President Biden and the Democrats have a problem. For the second time in six years, a Democratic president has negotiated an international agreement that will never be presented to the U.S. Senate for consent and will never be voted on by any of America’s elected officials. They have negotiated an international agreement that will likely be overturned by the next Republican president, and emissions will continue to fall regardless. The problem for the Democrats is that their supposed climate leadership isn’t real.

Alex Diaz

The Democrats don’t want to solve the climate crisis. Their true goal is to destroy the fossil fuels industry and, by extension, destroy the communities supported by that industry. The Democrats pretend to care about the climate crisis, yet continually introduce unrealistic proposals that have less than a zero percent chance of being passed, shove climate boondoggles and unsound tax breaks into multi-trillion-dollar, omnibus bills that, if passed at all, would be done so on the smallest partisan margins in a generation.

That isn’t leadership. Going to international forums to make promises that hold no authority isn’t leadership. Blowing out the deficit on wishful policies and unsound theories isn’t leadership. Supporting a degrowth plan for the climate crisis isn’t leadership. Focusing on making the transition to a clean economy as painful as possible isn’t leadership.

I just spent the week at COP26 and the Global Conservative Climate Summit that transpired at the same time as COP 26, a United Nations climate change conference. At those events, I found true climate leadership. We heard from conservative and liberal politicians from around the world, as well as from innovators, engineers, economists, and scientists. Outside of COP26 was where real leadership and ideas could be found.

In conservative climate circles, the focus was not on rushing the transition to clean energy as Energy Secretary Jennifer Granholm seems dead-set on doing, but instead as an opportunity to refocus our economy toward serving individuals and communities, and decoupling from China.
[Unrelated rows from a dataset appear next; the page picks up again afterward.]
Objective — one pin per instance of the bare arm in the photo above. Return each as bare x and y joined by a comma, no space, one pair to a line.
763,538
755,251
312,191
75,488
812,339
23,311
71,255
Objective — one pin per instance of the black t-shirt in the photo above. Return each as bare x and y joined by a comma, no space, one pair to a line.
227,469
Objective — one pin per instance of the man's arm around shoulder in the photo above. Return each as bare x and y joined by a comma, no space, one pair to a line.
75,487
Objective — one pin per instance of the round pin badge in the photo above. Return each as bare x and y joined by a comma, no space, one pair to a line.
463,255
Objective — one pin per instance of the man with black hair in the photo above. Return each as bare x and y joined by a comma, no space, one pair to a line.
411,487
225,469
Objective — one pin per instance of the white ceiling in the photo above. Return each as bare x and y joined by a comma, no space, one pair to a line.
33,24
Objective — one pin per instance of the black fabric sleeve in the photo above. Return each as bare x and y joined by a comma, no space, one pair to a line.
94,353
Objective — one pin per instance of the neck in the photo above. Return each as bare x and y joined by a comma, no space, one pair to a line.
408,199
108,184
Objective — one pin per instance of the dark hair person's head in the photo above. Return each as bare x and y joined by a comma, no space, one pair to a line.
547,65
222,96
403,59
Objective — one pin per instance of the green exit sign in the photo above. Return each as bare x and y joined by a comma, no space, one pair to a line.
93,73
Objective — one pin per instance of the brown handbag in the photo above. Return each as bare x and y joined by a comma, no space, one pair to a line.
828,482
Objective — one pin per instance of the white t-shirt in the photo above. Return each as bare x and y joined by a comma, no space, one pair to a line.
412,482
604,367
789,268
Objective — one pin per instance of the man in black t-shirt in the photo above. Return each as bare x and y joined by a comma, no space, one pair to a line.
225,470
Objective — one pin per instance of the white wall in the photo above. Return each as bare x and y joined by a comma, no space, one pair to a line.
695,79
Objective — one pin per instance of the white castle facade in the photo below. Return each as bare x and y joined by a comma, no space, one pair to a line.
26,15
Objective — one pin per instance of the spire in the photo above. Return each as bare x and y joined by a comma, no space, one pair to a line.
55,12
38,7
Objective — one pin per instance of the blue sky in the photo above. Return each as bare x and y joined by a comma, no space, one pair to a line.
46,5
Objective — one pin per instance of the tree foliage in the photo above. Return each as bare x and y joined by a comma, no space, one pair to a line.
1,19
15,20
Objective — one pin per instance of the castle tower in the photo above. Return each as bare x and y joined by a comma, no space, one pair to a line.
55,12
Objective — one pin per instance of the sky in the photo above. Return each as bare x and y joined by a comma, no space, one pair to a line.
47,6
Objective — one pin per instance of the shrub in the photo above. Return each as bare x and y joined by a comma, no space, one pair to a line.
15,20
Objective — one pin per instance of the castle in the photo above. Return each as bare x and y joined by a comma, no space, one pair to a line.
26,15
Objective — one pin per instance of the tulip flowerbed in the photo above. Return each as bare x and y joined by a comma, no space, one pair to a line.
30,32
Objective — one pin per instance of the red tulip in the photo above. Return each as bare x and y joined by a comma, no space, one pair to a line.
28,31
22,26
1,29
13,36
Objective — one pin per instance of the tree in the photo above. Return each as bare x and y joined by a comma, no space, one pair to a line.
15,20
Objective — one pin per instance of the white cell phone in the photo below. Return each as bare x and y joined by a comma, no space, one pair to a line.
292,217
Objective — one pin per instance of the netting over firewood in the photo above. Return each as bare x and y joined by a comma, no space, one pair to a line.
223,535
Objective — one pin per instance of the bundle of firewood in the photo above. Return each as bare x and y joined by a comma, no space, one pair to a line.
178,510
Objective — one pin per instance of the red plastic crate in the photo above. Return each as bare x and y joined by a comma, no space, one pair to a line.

In conservative climate circles, we see the climate challenge as an opportunity to spearhead American and Western leadership in manufacturing, automobiles, energy policy, land conservation, and water management. In conservative climate circles, the market is an ally, not a foe.

At the same time across Glasgow, former President Obama, President Biden, and myriad other world leaders, one right after another, lectured the world about how we are failing to meet the current crisis with the veracity needed. In the world they described, we must regress to the Middle Ages, give up our technological advances, and pray that maybe, just maybe, the Chinese Communist Party would shut down a couple of their coal plants.

Needless to say, most of those supposed “leaders” arrived at COP26 in multi-vehicle armored motorcades after flying across the world in private jets. 

While one side is projecting optimism about our ability to meet our present challenge, the other side finds it fit to lecture us about how horrible we are. What makes all of this lecturing, hectoring, and hypocrisy even better is that one major industrial economy stands apart from the rest, not for its emissions increase, but rather its emissions decrease.

The United States, much-maligned following President Trump’s withdrawal from the Paris Climate Accords, is the only major industrial economy to actually see its net emissions drop. That drop wasn’t facilitated by White House dictate, but rather market mechanisms in which technological innovations in natural gas production made transitions away from more carbon-intensive coal easier – reducing our emissions while also embracing the economic prosperity that often comes with innovation.

This brings us back to where we began. Under President Trump, the United States was a global leader in emissions reduction. Under President Biden, the United States has halted or greatly restricted the expansion of natural gas as an energy source, canceled or halted major oil pipelines that are safer than trucks when it comes to delivering oil to cities, shuttered nuclear plants, and generally backtracked on its emissions reductions. Under President Biden and the Democrats, the United States isn’t progressing in meeting our climate challenge, we’re regressing. 

Instead of leading with cleaner American oil, we beg Saudi Arabia, Iran, Venezuela, and Russia to increase their output. Instead of lowering the cost of electric vehicles, we make gas prohibitively expensive and provide tax breaks for only union-made electric vehicles. Instead of building and deploying modern, and clean, nuclear power plants, we shutter our existing ones because it makes us feel good. 

If you want to see true climate leadership, don’t look to those who want to remake America and send us back to the Middle Ages. Instead, look to those who want to use America’s innate greatness and meet the challenge head-on. Look to those who want America to be strong, and to lead from the front. 

We can face the challenge that climate change poses. We’ve faced great challenges before and come out the victor. The Democrats just won’t lead the way. 

Alex Diaz is an Arizona native studying at Catholic University and is a member of the American Conservation Coalition.